Research on the diffusion effect of micro-blog plays an important role in improving marketing efficiency, strengthening monitoring public opinion and accurately discovering hotspot etc. To solve the problems not taking users' differences into consideration in the previous research, this paper proposes an algorithm to predict scale and depth of retweet massages based on analysis of retweet behavior. With the combination of LR algorithm and nine related features extracted from micro-blog users themselves, their relationships and micro-blog contents, we proposes a prediction model of retweet behavior. Based on this model, we proposes an algorithm to predict the diffusion effect, which considers the character of information spreading along users and does statistical analysis of adjacent users iteratively.
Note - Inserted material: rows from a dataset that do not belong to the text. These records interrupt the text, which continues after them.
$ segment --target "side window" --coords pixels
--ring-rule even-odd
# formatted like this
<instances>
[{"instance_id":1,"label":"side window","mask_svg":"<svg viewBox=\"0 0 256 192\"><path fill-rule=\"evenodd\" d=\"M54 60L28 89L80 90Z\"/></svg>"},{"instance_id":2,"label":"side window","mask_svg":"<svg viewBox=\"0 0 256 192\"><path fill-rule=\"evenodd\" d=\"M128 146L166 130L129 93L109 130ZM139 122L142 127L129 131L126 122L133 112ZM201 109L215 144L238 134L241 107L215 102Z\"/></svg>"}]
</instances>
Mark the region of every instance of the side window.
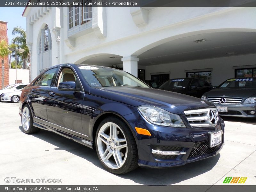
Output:
<instances>
[{"instance_id":1,"label":"side window","mask_svg":"<svg viewBox=\"0 0 256 192\"><path fill-rule=\"evenodd\" d=\"M198 84L198 80L193 79L191 82L191 84L190 85L190 88L197 87L199 86L199 85Z\"/></svg>"},{"instance_id":2,"label":"side window","mask_svg":"<svg viewBox=\"0 0 256 192\"><path fill-rule=\"evenodd\" d=\"M20 89L23 89L23 88L24 87L23 86L23 85L19 85L18 86L17 86L17 87L16 87L16 89L17 89L17 90L20 90Z\"/></svg>"},{"instance_id":3,"label":"side window","mask_svg":"<svg viewBox=\"0 0 256 192\"><path fill-rule=\"evenodd\" d=\"M64 68L61 69L58 79L57 87L60 83L66 81L75 81L76 84L77 89L80 89L81 85L76 76L73 70L68 68Z\"/></svg>"},{"instance_id":4,"label":"side window","mask_svg":"<svg viewBox=\"0 0 256 192\"><path fill-rule=\"evenodd\" d=\"M45 71L35 82L34 85L38 86L51 86L55 81L56 76L55 74L58 68L51 69Z\"/></svg>"}]
</instances>

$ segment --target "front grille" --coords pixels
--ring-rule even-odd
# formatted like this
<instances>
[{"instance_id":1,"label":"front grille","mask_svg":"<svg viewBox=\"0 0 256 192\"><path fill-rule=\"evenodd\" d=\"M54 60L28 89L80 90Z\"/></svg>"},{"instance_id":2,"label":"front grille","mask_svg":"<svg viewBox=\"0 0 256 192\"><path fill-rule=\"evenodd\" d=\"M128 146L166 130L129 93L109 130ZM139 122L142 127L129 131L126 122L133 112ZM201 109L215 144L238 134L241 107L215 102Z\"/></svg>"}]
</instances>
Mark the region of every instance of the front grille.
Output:
<instances>
[{"instance_id":1,"label":"front grille","mask_svg":"<svg viewBox=\"0 0 256 192\"><path fill-rule=\"evenodd\" d=\"M219 120L218 112L216 108L184 111L184 113L192 127L214 127Z\"/></svg>"},{"instance_id":2,"label":"front grille","mask_svg":"<svg viewBox=\"0 0 256 192\"><path fill-rule=\"evenodd\" d=\"M246 113L247 115L254 115L254 114L251 114L251 112L252 111L252 110L246 110L246 111L244 111L244 113Z\"/></svg>"},{"instance_id":3,"label":"front grille","mask_svg":"<svg viewBox=\"0 0 256 192\"><path fill-rule=\"evenodd\" d=\"M183 148L182 147L178 146L166 146L164 145L154 145L151 146L151 148L153 149L159 151L181 151ZM153 154L154 158L156 159L176 159L177 155L160 155L159 154Z\"/></svg>"},{"instance_id":4,"label":"front grille","mask_svg":"<svg viewBox=\"0 0 256 192\"><path fill-rule=\"evenodd\" d=\"M190 152L188 158L196 157L205 154L209 154L217 151L221 145L220 143L212 148L209 147L208 141L195 143L192 150Z\"/></svg>"},{"instance_id":5,"label":"front grille","mask_svg":"<svg viewBox=\"0 0 256 192\"><path fill-rule=\"evenodd\" d=\"M232 97L207 97L207 99L208 101L211 103L225 105L238 104L243 100L243 98L242 98Z\"/></svg>"},{"instance_id":6,"label":"front grille","mask_svg":"<svg viewBox=\"0 0 256 192\"><path fill-rule=\"evenodd\" d=\"M242 115L242 113L238 111L228 111L228 112L219 112L219 114L220 115Z\"/></svg>"}]
</instances>

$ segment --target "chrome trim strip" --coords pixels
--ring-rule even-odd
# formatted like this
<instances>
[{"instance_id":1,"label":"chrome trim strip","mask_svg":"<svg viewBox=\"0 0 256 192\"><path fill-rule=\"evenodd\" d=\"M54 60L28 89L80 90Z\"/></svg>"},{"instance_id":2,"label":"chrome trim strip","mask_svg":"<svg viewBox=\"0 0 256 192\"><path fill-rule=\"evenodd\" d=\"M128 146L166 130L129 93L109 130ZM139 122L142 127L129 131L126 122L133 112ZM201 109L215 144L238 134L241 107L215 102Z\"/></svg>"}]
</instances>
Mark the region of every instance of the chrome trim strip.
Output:
<instances>
[{"instance_id":1,"label":"chrome trim strip","mask_svg":"<svg viewBox=\"0 0 256 192\"><path fill-rule=\"evenodd\" d=\"M60 125L58 125L57 124L54 124L54 123L51 123L50 122L49 122L49 121L45 121L45 120L44 120L43 119L41 119L40 118L39 118L38 117L35 117L35 116L34 116L34 118L36 118L37 119L38 119L41 120L41 121L45 121L45 122L47 122L47 123L50 123L51 124L52 124L53 125L56 125L56 126L58 126L58 127L61 127L61 128L63 128L63 129L67 129L67 130L68 130L68 131L72 131L72 132L75 132L76 133L78 133L78 134L81 134L81 135L84 135L84 136L86 136L86 137L88 137L88 136L87 136L86 135L84 135L83 134L82 134L81 133L79 133L78 132L76 132L76 131L73 131L73 130L71 130L71 129L68 129L67 128L65 128L65 127L62 127L62 126L60 126Z\"/></svg>"},{"instance_id":2,"label":"chrome trim strip","mask_svg":"<svg viewBox=\"0 0 256 192\"><path fill-rule=\"evenodd\" d=\"M83 141L84 143L86 143L87 145L91 145L91 146L92 146L92 142L90 142L90 141L86 141L85 140L82 140L82 141Z\"/></svg>"},{"instance_id":3,"label":"chrome trim strip","mask_svg":"<svg viewBox=\"0 0 256 192\"><path fill-rule=\"evenodd\" d=\"M158 150L155 150L155 149L151 149L151 152L153 154L158 154L158 155L184 155L186 154L185 151L159 151Z\"/></svg>"}]
</instances>

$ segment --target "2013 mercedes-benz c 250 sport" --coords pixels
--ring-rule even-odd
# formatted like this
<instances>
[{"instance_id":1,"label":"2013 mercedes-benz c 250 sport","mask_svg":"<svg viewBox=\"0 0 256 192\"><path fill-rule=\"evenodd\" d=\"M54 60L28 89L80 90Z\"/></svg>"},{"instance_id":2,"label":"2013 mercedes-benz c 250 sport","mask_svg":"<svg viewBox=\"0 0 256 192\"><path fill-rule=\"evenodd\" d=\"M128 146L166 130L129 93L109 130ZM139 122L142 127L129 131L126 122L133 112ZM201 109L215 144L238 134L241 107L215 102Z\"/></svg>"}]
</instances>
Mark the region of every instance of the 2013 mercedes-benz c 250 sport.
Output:
<instances>
[{"instance_id":1,"label":"2013 mercedes-benz c 250 sport","mask_svg":"<svg viewBox=\"0 0 256 192\"><path fill-rule=\"evenodd\" d=\"M224 122L213 104L115 69L54 66L23 89L20 101L24 132L49 130L95 149L116 174L184 165L224 145Z\"/></svg>"}]
</instances>

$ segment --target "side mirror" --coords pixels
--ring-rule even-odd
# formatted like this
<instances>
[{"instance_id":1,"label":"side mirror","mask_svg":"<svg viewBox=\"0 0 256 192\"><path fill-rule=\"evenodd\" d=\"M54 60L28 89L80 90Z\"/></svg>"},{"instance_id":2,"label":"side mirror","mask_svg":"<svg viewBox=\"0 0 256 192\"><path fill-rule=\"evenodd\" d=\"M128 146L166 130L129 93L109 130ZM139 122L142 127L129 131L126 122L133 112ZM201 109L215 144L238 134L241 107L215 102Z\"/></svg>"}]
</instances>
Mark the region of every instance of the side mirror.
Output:
<instances>
[{"instance_id":1,"label":"side mirror","mask_svg":"<svg viewBox=\"0 0 256 192\"><path fill-rule=\"evenodd\" d=\"M79 91L79 89L76 89L76 84L75 81L65 81L60 83L58 90L68 91Z\"/></svg>"},{"instance_id":2,"label":"side mirror","mask_svg":"<svg viewBox=\"0 0 256 192\"><path fill-rule=\"evenodd\" d=\"M190 87L190 88L191 89L196 89L197 88L197 86L194 86L194 85L191 85L191 86Z\"/></svg>"}]
</instances>

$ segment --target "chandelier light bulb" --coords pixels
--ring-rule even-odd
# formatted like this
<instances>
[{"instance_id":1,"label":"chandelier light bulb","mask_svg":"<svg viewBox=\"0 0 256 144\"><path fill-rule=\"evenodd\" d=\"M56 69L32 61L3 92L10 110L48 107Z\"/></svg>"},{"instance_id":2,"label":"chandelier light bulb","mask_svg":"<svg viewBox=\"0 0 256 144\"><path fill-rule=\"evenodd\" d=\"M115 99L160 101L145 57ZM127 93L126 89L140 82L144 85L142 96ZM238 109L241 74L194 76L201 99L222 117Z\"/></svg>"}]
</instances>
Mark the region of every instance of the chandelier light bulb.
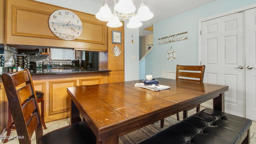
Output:
<instances>
[{"instance_id":1,"label":"chandelier light bulb","mask_svg":"<svg viewBox=\"0 0 256 144\"><path fill-rule=\"evenodd\" d=\"M110 20L107 23L107 26L111 28L117 28L123 25L123 23L120 22L120 20L117 16L112 14Z\"/></svg>"},{"instance_id":2,"label":"chandelier light bulb","mask_svg":"<svg viewBox=\"0 0 256 144\"><path fill-rule=\"evenodd\" d=\"M130 14L135 11L136 8L132 4L132 0L119 0L115 6L114 9L121 13Z\"/></svg>"},{"instance_id":3,"label":"chandelier light bulb","mask_svg":"<svg viewBox=\"0 0 256 144\"><path fill-rule=\"evenodd\" d=\"M136 16L134 16L130 19L127 27L130 28L138 28L142 25L142 22L140 22Z\"/></svg>"},{"instance_id":4,"label":"chandelier light bulb","mask_svg":"<svg viewBox=\"0 0 256 144\"><path fill-rule=\"evenodd\" d=\"M104 22L108 22L112 17L112 13L110 9L107 4L104 4L100 8L100 11L96 14L96 18Z\"/></svg>"},{"instance_id":5,"label":"chandelier light bulb","mask_svg":"<svg viewBox=\"0 0 256 144\"><path fill-rule=\"evenodd\" d=\"M144 3L142 3L138 11L136 16L140 21L148 20L153 18L154 14L149 10L148 8Z\"/></svg>"}]
</instances>

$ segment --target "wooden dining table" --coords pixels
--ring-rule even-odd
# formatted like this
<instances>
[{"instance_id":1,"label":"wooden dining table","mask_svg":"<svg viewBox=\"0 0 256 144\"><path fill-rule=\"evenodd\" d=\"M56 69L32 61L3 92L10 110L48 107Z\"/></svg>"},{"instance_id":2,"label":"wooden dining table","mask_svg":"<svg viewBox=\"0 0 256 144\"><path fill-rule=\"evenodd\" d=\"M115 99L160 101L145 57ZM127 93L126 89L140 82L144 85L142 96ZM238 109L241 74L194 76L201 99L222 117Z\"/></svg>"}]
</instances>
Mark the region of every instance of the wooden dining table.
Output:
<instances>
[{"instance_id":1,"label":"wooden dining table","mask_svg":"<svg viewBox=\"0 0 256 144\"><path fill-rule=\"evenodd\" d=\"M142 80L68 88L71 123L80 121L81 114L97 144L118 144L122 136L211 99L214 109L224 110L228 86L156 79L171 88L157 92L134 86Z\"/></svg>"}]
</instances>

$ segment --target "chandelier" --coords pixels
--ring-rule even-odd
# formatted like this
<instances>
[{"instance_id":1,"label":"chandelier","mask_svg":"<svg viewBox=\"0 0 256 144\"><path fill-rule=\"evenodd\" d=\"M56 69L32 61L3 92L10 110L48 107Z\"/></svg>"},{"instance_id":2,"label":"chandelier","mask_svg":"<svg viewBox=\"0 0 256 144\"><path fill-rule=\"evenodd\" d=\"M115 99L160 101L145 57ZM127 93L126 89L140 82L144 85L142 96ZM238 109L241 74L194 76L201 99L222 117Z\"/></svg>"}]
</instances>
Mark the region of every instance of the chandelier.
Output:
<instances>
[{"instance_id":1,"label":"chandelier","mask_svg":"<svg viewBox=\"0 0 256 144\"><path fill-rule=\"evenodd\" d=\"M114 0L115 6L113 13L105 0L105 3L96 15L98 20L108 22L107 26L108 27L117 28L122 26L120 20L122 19L124 20L130 19L127 24L128 28L137 28L142 26L141 21L148 20L153 17L153 13L150 12L143 0L137 14L135 14L136 8L133 4L133 0L119 0L116 4L116 0Z\"/></svg>"}]
</instances>

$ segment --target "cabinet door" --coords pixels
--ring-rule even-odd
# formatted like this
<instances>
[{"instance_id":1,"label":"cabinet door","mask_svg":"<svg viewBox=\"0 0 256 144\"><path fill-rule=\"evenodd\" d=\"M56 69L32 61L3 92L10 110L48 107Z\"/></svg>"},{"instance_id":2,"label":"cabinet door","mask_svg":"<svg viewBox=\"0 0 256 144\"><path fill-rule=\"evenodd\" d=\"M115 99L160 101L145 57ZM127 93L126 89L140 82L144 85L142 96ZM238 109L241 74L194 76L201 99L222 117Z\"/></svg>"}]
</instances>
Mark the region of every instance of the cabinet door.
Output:
<instances>
[{"instance_id":1,"label":"cabinet door","mask_svg":"<svg viewBox=\"0 0 256 144\"><path fill-rule=\"evenodd\" d=\"M124 81L124 71L116 71L108 72L108 83Z\"/></svg>"},{"instance_id":2,"label":"cabinet door","mask_svg":"<svg viewBox=\"0 0 256 144\"><path fill-rule=\"evenodd\" d=\"M7 44L107 51L106 22L97 20L94 15L30 0L8 0L7 6ZM59 9L70 10L80 18L83 31L77 39L61 40L50 30L49 17Z\"/></svg>"},{"instance_id":3,"label":"cabinet door","mask_svg":"<svg viewBox=\"0 0 256 144\"><path fill-rule=\"evenodd\" d=\"M81 86L101 84L102 83L102 77L101 76L90 77L80 79L79 85Z\"/></svg>"},{"instance_id":4,"label":"cabinet door","mask_svg":"<svg viewBox=\"0 0 256 144\"><path fill-rule=\"evenodd\" d=\"M4 96L4 85L0 83L0 133L1 133L5 128L5 112L4 106L5 103Z\"/></svg>"},{"instance_id":5,"label":"cabinet door","mask_svg":"<svg viewBox=\"0 0 256 144\"><path fill-rule=\"evenodd\" d=\"M49 117L56 115L58 119L60 119L69 116L69 113L65 113L69 111L71 102L70 98L67 93L67 88L76 86L76 80L49 82ZM56 116L59 114L61 114Z\"/></svg>"},{"instance_id":6,"label":"cabinet door","mask_svg":"<svg viewBox=\"0 0 256 144\"><path fill-rule=\"evenodd\" d=\"M4 0L0 0L0 44L4 44Z\"/></svg>"}]
</instances>

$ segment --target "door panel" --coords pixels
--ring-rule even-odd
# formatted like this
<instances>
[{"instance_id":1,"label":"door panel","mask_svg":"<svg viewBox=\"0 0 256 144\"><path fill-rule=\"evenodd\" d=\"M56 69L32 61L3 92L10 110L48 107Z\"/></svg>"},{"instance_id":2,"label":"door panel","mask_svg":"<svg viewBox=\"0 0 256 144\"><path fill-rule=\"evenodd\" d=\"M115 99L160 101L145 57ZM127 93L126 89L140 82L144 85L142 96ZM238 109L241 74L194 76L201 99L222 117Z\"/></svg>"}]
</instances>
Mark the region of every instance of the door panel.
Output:
<instances>
[{"instance_id":1,"label":"door panel","mask_svg":"<svg viewBox=\"0 0 256 144\"><path fill-rule=\"evenodd\" d=\"M256 121L256 8L245 11L246 118Z\"/></svg>"},{"instance_id":2,"label":"door panel","mask_svg":"<svg viewBox=\"0 0 256 144\"><path fill-rule=\"evenodd\" d=\"M245 70L234 67L245 66L244 20L243 12L202 23L204 82L228 86L226 112L242 116L245 115Z\"/></svg>"}]
</instances>

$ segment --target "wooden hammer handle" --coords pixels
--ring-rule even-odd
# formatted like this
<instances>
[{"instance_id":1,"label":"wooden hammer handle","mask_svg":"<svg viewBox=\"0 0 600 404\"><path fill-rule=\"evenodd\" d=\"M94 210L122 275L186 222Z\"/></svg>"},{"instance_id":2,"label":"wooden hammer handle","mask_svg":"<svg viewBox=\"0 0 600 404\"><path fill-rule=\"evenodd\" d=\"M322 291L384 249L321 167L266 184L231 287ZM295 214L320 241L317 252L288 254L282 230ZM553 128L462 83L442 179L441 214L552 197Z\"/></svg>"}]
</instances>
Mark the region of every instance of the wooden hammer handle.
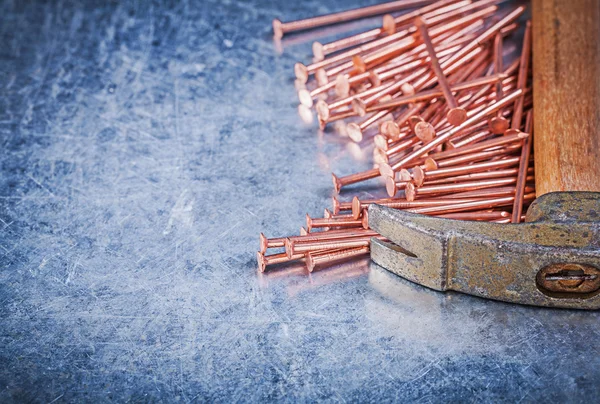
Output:
<instances>
[{"instance_id":1,"label":"wooden hammer handle","mask_svg":"<svg viewBox=\"0 0 600 404\"><path fill-rule=\"evenodd\" d=\"M600 192L600 0L533 0L537 195Z\"/></svg>"}]
</instances>

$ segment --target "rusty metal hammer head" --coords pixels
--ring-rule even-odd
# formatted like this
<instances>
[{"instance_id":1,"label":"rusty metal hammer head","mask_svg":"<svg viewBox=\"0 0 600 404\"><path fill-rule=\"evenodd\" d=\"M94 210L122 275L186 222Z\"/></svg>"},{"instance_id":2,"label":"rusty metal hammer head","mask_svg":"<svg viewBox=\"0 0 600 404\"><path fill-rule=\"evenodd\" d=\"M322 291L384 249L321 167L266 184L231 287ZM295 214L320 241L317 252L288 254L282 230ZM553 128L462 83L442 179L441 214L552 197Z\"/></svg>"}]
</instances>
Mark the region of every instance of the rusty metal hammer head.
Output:
<instances>
[{"instance_id":1,"label":"rusty metal hammer head","mask_svg":"<svg viewBox=\"0 0 600 404\"><path fill-rule=\"evenodd\" d=\"M373 205L371 258L432 289L547 307L600 308L600 193L538 198L527 222L441 219Z\"/></svg>"}]
</instances>

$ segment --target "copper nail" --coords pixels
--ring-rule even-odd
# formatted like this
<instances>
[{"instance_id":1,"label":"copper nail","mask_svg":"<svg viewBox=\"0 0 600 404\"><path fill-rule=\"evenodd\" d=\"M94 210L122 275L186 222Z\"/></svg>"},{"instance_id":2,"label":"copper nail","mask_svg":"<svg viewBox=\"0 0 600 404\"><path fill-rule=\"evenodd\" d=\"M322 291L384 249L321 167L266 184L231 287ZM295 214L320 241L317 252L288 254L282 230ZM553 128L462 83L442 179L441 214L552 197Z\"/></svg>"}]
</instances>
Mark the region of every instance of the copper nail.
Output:
<instances>
[{"instance_id":1,"label":"copper nail","mask_svg":"<svg viewBox=\"0 0 600 404\"><path fill-rule=\"evenodd\" d=\"M394 171L397 171L397 170L399 170L401 168L406 167L407 164L413 162L418 157L423 156L424 154L426 154L426 153L430 152L431 150L435 149L437 146L443 144L447 140L450 140L452 138L452 136L455 136L457 133L460 133L460 131L463 130L464 128L468 127L469 125L471 125L471 124L473 124L475 122L478 122L480 119L486 117L487 115L489 115L491 113L494 113L498 109L500 109L500 108L508 105L509 103L511 103L512 101L514 101L517 97L519 97L522 93L523 93L523 90L517 89L513 93L511 93L511 94L507 95L506 97L504 97L501 101L495 102L493 104L490 104L489 106L487 106L486 108L484 108L482 111L480 111L477 114L475 114L475 115L471 116L470 118L468 118L462 124L460 124L460 125L452 128L451 130L449 130L448 132L446 132L443 135L438 135L431 142L424 144L423 147L421 147L420 149L414 151L413 153L408 154L402 160L400 160L399 162L397 162L396 164L394 164L394 166L392 167L392 169Z\"/></svg>"},{"instance_id":2,"label":"copper nail","mask_svg":"<svg viewBox=\"0 0 600 404\"><path fill-rule=\"evenodd\" d=\"M283 264L284 262L290 262L302 258L304 258L304 254L293 254L289 256L287 253L273 255L264 255L260 251L256 253L258 269L260 272L265 272L265 269L269 265Z\"/></svg>"},{"instance_id":3,"label":"copper nail","mask_svg":"<svg viewBox=\"0 0 600 404\"><path fill-rule=\"evenodd\" d=\"M331 174L333 179L333 189L336 194L340 193L342 187L350 184L355 184L357 182L366 181L372 178L379 177L379 169L373 168L371 170L362 171L356 174L346 175L344 177L338 177L335 174Z\"/></svg>"},{"instance_id":4,"label":"copper nail","mask_svg":"<svg viewBox=\"0 0 600 404\"><path fill-rule=\"evenodd\" d=\"M433 68L433 71L437 76L438 84L442 89L442 92L444 93L444 98L446 99L446 103L448 104L448 122L450 122L454 126L458 126L467 119L467 111L465 111L464 108L458 106L458 103L456 102L456 99L452 94L452 90L450 89L448 80L444 75L444 71L442 70L438 57L435 53L433 43L431 42L429 31L427 29L427 22L423 18L417 17L417 19L415 20L415 25L419 30L419 34L421 34L421 39L427 47L427 51L429 52L429 59L431 61L431 67Z\"/></svg>"},{"instance_id":5,"label":"copper nail","mask_svg":"<svg viewBox=\"0 0 600 404\"><path fill-rule=\"evenodd\" d=\"M344 248L339 251L332 252L321 252L321 253L307 253L306 255L306 268L309 272L314 271L315 267L333 264L340 262L352 257L367 254L369 252L369 246L362 246L357 248Z\"/></svg>"},{"instance_id":6,"label":"copper nail","mask_svg":"<svg viewBox=\"0 0 600 404\"><path fill-rule=\"evenodd\" d=\"M321 15L318 17L306 18L290 22L281 22L278 19L273 20L273 35L275 38L282 38L284 34L290 32L304 31L308 29L324 27L326 25L338 24L341 22L353 21L360 18L371 17L374 15L387 14L392 11L400 11L411 7L418 7L423 4L429 4L431 0L402 0L389 3L377 4L374 6L361 7L353 10L341 11Z\"/></svg>"},{"instance_id":7,"label":"copper nail","mask_svg":"<svg viewBox=\"0 0 600 404\"><path fill-rule=\"evenodd\" d=\"M525 130L531 131L533 128L533 113L529 111L527 113ZM517 174L517 185L515 187L515 201L513 203L513 214L511 217L512 223L519 223L521 221L521 214L523 213L523 196L525 194L525 183L527 182L527 173L529 167L529 156L531 155L531 137L527 136L523 139L523 146L521 147L521 157L519 158L519 172Z\"/></svg>"}]
</instances>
Experimental results on Sina micro-blog dataset show that the algorithm has a prediction accuracy of 87.1% and 81.6% in scale and depth respectively, which indicates the model works well.
基于转发行为分析的微博扩散效应研究
研究微博的扩散效应对提高营销效率、加强舆情监测、准确发现热点等方面具有重要作用。针对以往研究未考虑用户差异性的问题,本文提出了一种基于转发行为分析的转发按摩规模和深度预测算法。将LR算法与从微博用户自身、用户关系和微博内容中提取的9个相关特征相结合,提出了微博转发行为的预测模型。在此模型的基础上,提出了一种预测扩散效应的算法,该算法考虑了信息沿用户传播的特征,并迭代地对相邻用户进行统计分析。在新浪微博数据集上的实验结果表明,该算法在尺度和深度上的预测准确率分别为87.1%和81.6%,表明该模型效果良好。
本文章由计算机程序翻译,如有差异,请以英文原文为准。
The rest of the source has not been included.